Investors in SodaStream (SODA) are seeing more pressure on their investment. In-line with many other consumer and retail companies which rely on a strong holiday season to deliver strong full year results, shares have seen a correction as analysts warn of cautious consumer spending. I disagree with analysts and think the current sell-off provides investors with a much more interesting entry-point at current levels.
Longbow Gets Cautious
Analysts at Longbow Research downgraded SodaStream from "Buy" to "Neutral" while removing the $68 price target. Analyst Philip Terpolilli believes that fourth quarter results will disappoint, trending towards the low end of his expectations, implying results will miss the expectations of "the street".
Promotions resulted in higher survey results for December at Wal-Mart (NYSE:WMT) and Bed Bath and Beyond (NASDAQ:BBBY). Yet light promotional activities at other retailers, including Costco (NASDAQ:COST), resulted in poor demand, according to Terpolilli.
At the end of October, SodaStream released its third quarter results. The company ended the quarter with $39.2 million in cash and equivalents. Total debt stands at $20.0 million, for a modest net cash position.
Revenues for the first nine months of the year came in at $394.6 million, up 30.1%, compared to the similar period last year. Net earnings rose by merely 13.8% to $41.3 million in the meantime. Full year revenues are seen around $567 million, as net earnings are seen around $54 million.
Trading around $54 per share, the market values SodaStream at $1.13 billion, or its operating assets at $1.11 billion. This values operating assets of the firm at 2.0 times annual revenues and 20-21 times annual earnings.
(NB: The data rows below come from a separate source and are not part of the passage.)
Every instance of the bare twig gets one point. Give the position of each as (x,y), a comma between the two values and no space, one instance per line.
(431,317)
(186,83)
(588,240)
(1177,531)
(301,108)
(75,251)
SodaStream does not pay a dividend at the moment.
Some Historical Perspective
SodaStream was sold to the general public in November of 2010 at a price of $20 per share. Shares rose to highs of $75 in July of 2011, but have seen a big pullback to levels around $30 in 2012. On the back of take-out rumors at the start of the summer, shares rose to highs of $75 in June, after which shares have sold off some 30%.
Between 2009 and 2013, SodaStream roughly quadrupled its annual revenues to $567 million. Earnings growth was even more spectacular, with earnings seen at $54 million this year.
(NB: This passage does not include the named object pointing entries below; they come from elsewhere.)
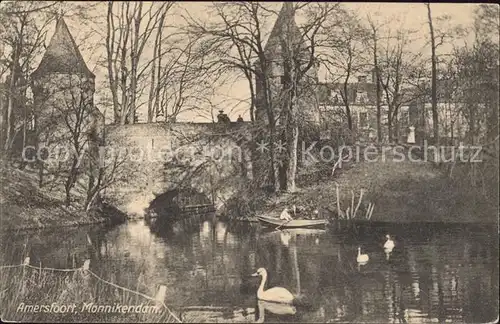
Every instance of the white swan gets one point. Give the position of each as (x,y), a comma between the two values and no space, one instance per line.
(362,258)
(275,294)
(389,244)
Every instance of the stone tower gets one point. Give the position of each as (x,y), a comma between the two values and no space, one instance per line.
(286,30)
(63,90)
SodaStream could be interesting for those giants amidst slow growth in traditional sodas while SodaStream is reporting solid growth. A possible deal furthermore provides the large soft drink producers with an opportunity to provide soft drinks at home. On the back of the strong growth target, revenues are seen around $1 billion in 2016, a fraction of revenues being generated by the industry leaders.
On the back of the fading rumors about a possible deal and the third quarter earnings report, shares have seen a big correction. Reported revenues of $144.6 million missed consensus estimates by just a little bit, but it was the first revenue miss since the public offering, triggering a further correction in the stock. Growth was mainly driven by the European operations, partially offset by a fall in the Asia-Pacific operations.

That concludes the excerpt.